Index-Terms: Computer Vision, Machine Learning, Convolutional Neural Networks
INTRODUCTION
A car accident is the major cause of death around 1.3 million people die every year. The majority of these accidents are caused because of distraction or the drowsiness of the driver. The countless number of people drives for long distance every day and night on the highway. Drowsiness appears in situations of stress and fatigue in an unexpected and inopportune way, and it may be produced by sleep disorders,
certain types of medications, and even, boredom situations, for example, driving for a long time. In this way, drowsiness produces dangerous situations and increases the probability that an accident occurs.

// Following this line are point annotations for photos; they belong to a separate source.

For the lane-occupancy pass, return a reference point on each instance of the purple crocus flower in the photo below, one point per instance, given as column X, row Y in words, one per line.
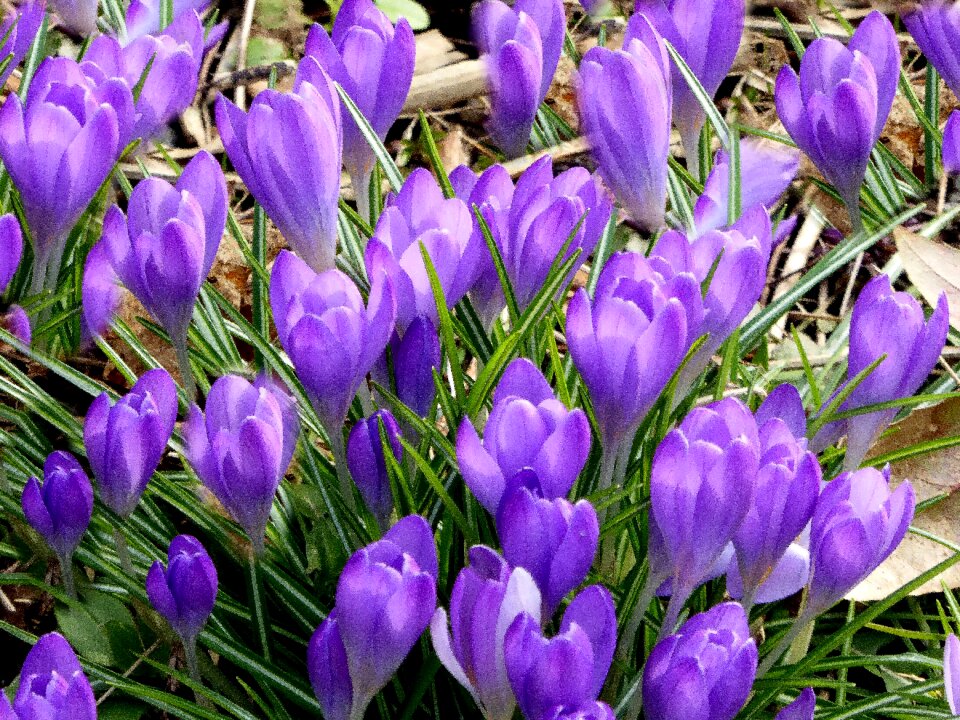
column 386, row 596
column 419, row 214
column 553, row 539
column 706, row 34
column 701, row 488
column 60, row 509
column 624, row 99
column 164, row 249
column 935, row 25
column 22, row 25
column 568, row 670
column 703, row 672
column 487, row 597
column 287, row 150
column 373, row 61
column 185, row 591
column 888, row 323
column 242, row 447
column 837, row 107
column 630, row 339
column 59, row 146
column 530, row 225
column 527, row 428
column 858, row 522
column 365, row 459
column 52, row 685
column 126, row 440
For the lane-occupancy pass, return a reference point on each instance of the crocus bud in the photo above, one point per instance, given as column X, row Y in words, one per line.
column 527, row 428
column 60, row 509
column 385, row 599
column 887, row 323
column 126, row 440
column 554, row 540
column 858, row 522
column 331, row 338
column 703, row 672
column 419, row 215
column 568, row 670
column 242, row 447
column 368, row 467
column 373, row 61
column 52, row 685
column 800, row 709
column 701, row 488
column 487, row 596
column 624, row 99
column 630, row 339
column 706, row 34
column 935, row 26
column 164, row 249
column 837, row 107
column 184, row 592
column 287, row 150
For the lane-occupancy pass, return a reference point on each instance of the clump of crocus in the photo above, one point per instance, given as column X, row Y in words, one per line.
column 527, row 428
column 287, row 150
column 837, row 107
column 487, row 596
column 60, row 509
column 373, row 61
column 241, row 448
column 891, row 324
column 706, row 34
column 52, row 685
column 703, row 672
column 184, row 592
column 386, row 596
column 553, row 539
column 59, row 146
column 625, row 99
column 521, row 46
column 367, row 464
column 163, row 249
column 584, row 646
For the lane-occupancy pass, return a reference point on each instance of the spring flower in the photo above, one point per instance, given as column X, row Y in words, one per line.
column 487, row 597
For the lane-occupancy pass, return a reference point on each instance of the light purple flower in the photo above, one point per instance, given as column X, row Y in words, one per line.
column 487, row 597
column 527, row 428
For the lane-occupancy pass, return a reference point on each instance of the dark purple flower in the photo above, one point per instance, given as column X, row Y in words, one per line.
column 527, row 428
column 487, row 596
column 858, row 522
column 837, row 107
column 287, row 150
column 568, row 670
column 703, row 672
column 242, row 447
column 385, row 599
column 553, row 539
column 52, row 685
column 184, row 592
column 368, row 467
column 61, row 508
column 126, row 440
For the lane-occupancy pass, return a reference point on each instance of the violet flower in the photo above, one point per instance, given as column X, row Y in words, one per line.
column 287, row 150
column 242, row 447
column 52, row 685
column 625, row 101
column 837, row 107
column 487, row 597
column 60, row 509
column 386, row 596
column 527, row 428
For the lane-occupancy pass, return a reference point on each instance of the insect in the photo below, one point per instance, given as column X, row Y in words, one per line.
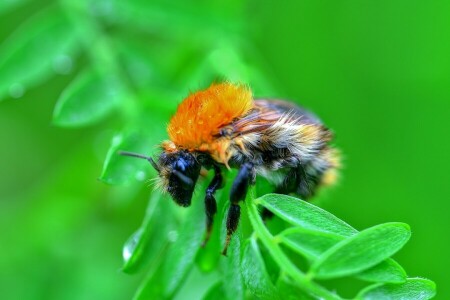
column 223, row 127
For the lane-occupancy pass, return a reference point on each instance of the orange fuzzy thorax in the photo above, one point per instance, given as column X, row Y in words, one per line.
column 201, row 114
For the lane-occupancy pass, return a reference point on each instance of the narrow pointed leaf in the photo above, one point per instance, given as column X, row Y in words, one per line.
column 305, row 215
column 412, row 289
column 361, row 251
column 288, row 290
column 386, row 271
column 255, row 274
column 89, row 98
column 230, row 265
column 41, row 47
column 311, row 244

In this context, it is important to use new technologies to design and build systems that will monitor drivers, and measure their level of attention throughout the whole driving process. To prevent such accidents, our team has come up with a solution for this. In this system, a camera is used to record the user’s visual characteristics. We use face detection and CNN techniques and try to detect the drowsiness of the driver, if he/she is drowsy then the alarm will be generated. So that the driver will be cautious and take
preventive measures. Driver drowsiness detection contributes to the decrease in the number of deaths occurring in traffic accidents.
Back Propagation:
Backpropagation is an algorithm commonly used to train neural networks. When the neural network is initialized, weights are set for its elements, called neurons. Inputs are loaded, they are passed through the network of neurons, and the network provides an output for each one, given the initial weights. Backpropagation helps to adjust the weights of the neurons so that the result comes closer and closer to the known true result. Backpropagation, short for “backward propagation of errors,” is an algorithm for supervised learning of artificial neural networks using gradient descent. Given an artificial
neural network and an error function, the method calculates the gradient of the error function for the neural network’s weights. It is a generalization of the delta rule for perceptrons to multilayer feedforward neural networks. The “backwards” part of the name stems from the fact that the calculation of the gradient proceeds backwards through the network, with the gradient of the final layer of weights being calculated first and the gradient of the first layer of weights being calculated last. Partial computations of the gradient from one layer are reused in the computation of the gradient for the previous layer. This backwards flow of the error information allows for efficient computation of the gradient at each layer versus the naive approach of calculating the gradient of each layer separately.
Backpropagation’s popularity has experienced a recent resurgence given the widespread adoption of deep neural networks for image recognition and speech recognition. It is considered an efficient algorithm, and modern implementations take advantage of specialized GPUs to further improve performance.